Paddy explained that she wanted to write a book about the case, not focusing on the Rachel Ross murder, but on his time as a spy, the year and a half behind the iron curtain and his part in the Blake escape.

“I told them how to do it—”

“I know.”

He gave her a slow blink, a curl in his lip that meant it would be a bad idea to interrupt again.

“Yeah, I told them the way to get the radio in to him. You knew that, did ye?”

He was a man used to being listened to and Paddy spent her professional life appeasing men like that. “I did, kind of, but I’d appreciate it if you’d tell me again.”

He had drunk half his beer and taken a sip from his whisky. He picked up the shot glass and dropped it into the beer glass. It was a perfectly measured maneuver: the beer fizzed a little, rising to the brim of the glass and bulging over, threatening to spill but contracting back down again.

“Old man’s drink,” said Paddy thoughtlessly.

Meehan liked that. He smiled at her. “I was in a prison in East Germany. They wanted me to tell them how they could get a two-way radio in to a prisoner and I thought about it, mulled it over in my mind. I’d drawn them maps of every prison I knew. It’s easier to get about in a prison than most people think, you know. A lot of screws are corrupt, you can move around all you like. But the problem is high-security prisoners, and that’s what they were talking about.

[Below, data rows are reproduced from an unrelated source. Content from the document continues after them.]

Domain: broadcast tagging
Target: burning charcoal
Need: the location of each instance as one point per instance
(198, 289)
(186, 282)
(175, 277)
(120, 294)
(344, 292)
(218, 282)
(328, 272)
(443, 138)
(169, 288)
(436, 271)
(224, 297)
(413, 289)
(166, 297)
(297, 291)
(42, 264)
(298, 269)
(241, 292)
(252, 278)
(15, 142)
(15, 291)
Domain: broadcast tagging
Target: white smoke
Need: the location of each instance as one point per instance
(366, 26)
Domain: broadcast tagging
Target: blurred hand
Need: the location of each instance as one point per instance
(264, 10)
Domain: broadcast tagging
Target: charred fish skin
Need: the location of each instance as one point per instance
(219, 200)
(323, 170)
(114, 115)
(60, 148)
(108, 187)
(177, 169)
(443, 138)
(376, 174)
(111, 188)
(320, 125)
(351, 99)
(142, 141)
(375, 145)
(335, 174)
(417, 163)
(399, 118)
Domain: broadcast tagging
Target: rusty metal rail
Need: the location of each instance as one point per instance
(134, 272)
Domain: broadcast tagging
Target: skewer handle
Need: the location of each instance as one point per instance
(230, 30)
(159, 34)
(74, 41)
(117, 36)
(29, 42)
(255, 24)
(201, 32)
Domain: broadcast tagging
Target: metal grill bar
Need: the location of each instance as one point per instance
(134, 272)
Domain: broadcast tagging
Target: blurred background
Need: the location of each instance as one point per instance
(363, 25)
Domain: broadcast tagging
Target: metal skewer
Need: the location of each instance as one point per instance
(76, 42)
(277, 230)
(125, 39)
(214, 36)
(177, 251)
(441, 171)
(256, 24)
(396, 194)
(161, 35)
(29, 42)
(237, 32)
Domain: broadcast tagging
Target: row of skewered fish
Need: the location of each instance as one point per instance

“I told them: send a radio to the high-security prisoner. Just a normal radio, nothing to attract attention.” He leaned across the table. “Get a radio that looks the same in to a low-security prisoner but make it a two-way radio. They wouldn’t check it, he’s low-security, see? Do you see?” He waited, making her say yes. “D’you know what a pass man is? A pass man is someone the screws trust, a prisoner who’s an inside man.” She thought of Tam Gourlay. “Get two radios into the prison, then swap them. That was my idea. Get the pass man to swap them, see what I mean?”

She did see. She understood perfectly.

“When George Blake escaped from prison what d’ye think they found in his cell?”

Paddy nodded. “A two-way radio.”

“A two-way radio,” Meehan agreed, “hidden in a tranny. And they’d checked the tranny’s insides the week before.”

Paddy stood up abruptly. “I’m sorry. I have to go. I need to call someone.” She shuffled out from behind the table.

Meehan looked up at her, offended.

“Mr. Meehan, I want to write a book about you.”

“There’s been enough books about me.”

“No, not a trashy book about the Ross murder, just a book about you. About the Communist Party and the agent provocateur who sent you to East Germany and the life of a professional criminal in the fifties. A good book. Will you let me buy you lunch one day next week and we can talk about it?”

He hunched his shoulders. “But I’m here now.”

“I’m sorry, I’ve got to make a call.”

Meehan looked at his half-empty glass. “I don’t know about that. Maybe I’ll write my own book.”

“I’ll phone ye.” Paddy pulled her coat on as she opened the door to the street. “I’ll call ye.”

II

She took her place at the news desk and lifted the phone, calling McCloud at the Marine.

“Cloudy? I need to talk to Colum McDaid.”

“Ah, wee Meehan, is it yourself?”

“Aye, it is. Any chance I could get his home number?”

“McDaid’s? Here, he’s not your boyfriend, is he?” McCloud laughed at the thought until someone came to the desk to ask him for something. “Aye, aye. Not now, no. Hello? Meehan?”

“Still here.” She had her pen poised above the page.

McCloud gave her the number, a local Partick number.

She called it and got Mrs. McDaid. “Aye, he’s here, dear.”

She called out in Gaelic and McDaid came on the phone.

“PC McDaid. Paddy Meehan here. The note’s still in the safe.”

“Eh?”

“Gourlay didn’t take it out at all. It’s in the safe and I’ll bet it’s tucked inside another production.” She could hear him grunting. “What are ye doing?”

“Putting my coat on. I live around the corner from the station. Can ye wait by the phone for an hour or so?”